Today’s gospel speaks loudly and clearly to all Christians that the solid foundation of our Christian religion is love of God and neighbour because our Lord says: “There is no other commandment greater than these.” All the other commandments are expansions of these two and indications of how we are to put these two commandments into daily practice.
The keeping of God’s commandments, the prayers of thanksgiving, praise and petition which daily we offer, the attendance at Mass and other liturgical functions, these are the means God gives us of showing our love, our recognition of total dependence on him and our gratitude for all he has done and is doing for us. To love God is not an obligation imposed on us by some demanding superior but a privilege granted us so that we can become worthy of the greater gifts he has in store for us.

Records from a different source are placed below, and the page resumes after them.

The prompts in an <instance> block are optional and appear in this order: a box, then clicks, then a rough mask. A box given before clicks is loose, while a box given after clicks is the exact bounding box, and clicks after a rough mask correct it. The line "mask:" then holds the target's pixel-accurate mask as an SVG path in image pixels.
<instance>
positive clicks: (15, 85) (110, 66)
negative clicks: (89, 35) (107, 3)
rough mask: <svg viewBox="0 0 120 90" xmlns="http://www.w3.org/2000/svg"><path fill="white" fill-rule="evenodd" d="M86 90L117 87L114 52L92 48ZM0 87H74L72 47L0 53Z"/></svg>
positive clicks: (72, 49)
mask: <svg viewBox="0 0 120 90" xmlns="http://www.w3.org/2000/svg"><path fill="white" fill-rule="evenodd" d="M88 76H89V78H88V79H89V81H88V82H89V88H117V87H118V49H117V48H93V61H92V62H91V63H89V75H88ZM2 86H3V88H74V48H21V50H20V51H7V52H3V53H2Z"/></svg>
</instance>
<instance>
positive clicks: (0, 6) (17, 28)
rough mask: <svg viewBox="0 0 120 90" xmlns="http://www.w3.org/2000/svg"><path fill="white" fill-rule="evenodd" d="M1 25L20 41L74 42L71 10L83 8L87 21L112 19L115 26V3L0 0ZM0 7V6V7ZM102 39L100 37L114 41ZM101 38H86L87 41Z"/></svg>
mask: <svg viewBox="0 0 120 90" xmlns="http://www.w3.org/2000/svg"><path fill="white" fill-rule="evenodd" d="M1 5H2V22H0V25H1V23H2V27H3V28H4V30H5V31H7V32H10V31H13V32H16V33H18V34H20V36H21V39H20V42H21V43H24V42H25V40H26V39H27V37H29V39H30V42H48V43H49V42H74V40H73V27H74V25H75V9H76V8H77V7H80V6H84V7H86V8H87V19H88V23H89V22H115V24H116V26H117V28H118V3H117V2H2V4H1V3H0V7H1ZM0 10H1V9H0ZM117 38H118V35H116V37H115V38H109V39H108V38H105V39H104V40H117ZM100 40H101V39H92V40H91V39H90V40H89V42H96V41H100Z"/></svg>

Loving our neighbour is another most effective way of proving to God that we love him. Because of our common humanity we should be inclined to help our fellowmen, our neighbours. And the Christian law spiritualizes this natural inclination by commanding us to help our neighbour because he is God’s child. We are all fellow-children of God. Our heavenly Father loves each one of us and wants our salvation. If we love our common Father, we will do all we can to help his other children also to attain salvation.
If we observe these two commandments we are fulfilling the whole law and the prophets and we are serving God and showing our gratitude to him for all his goodness to us. Amen.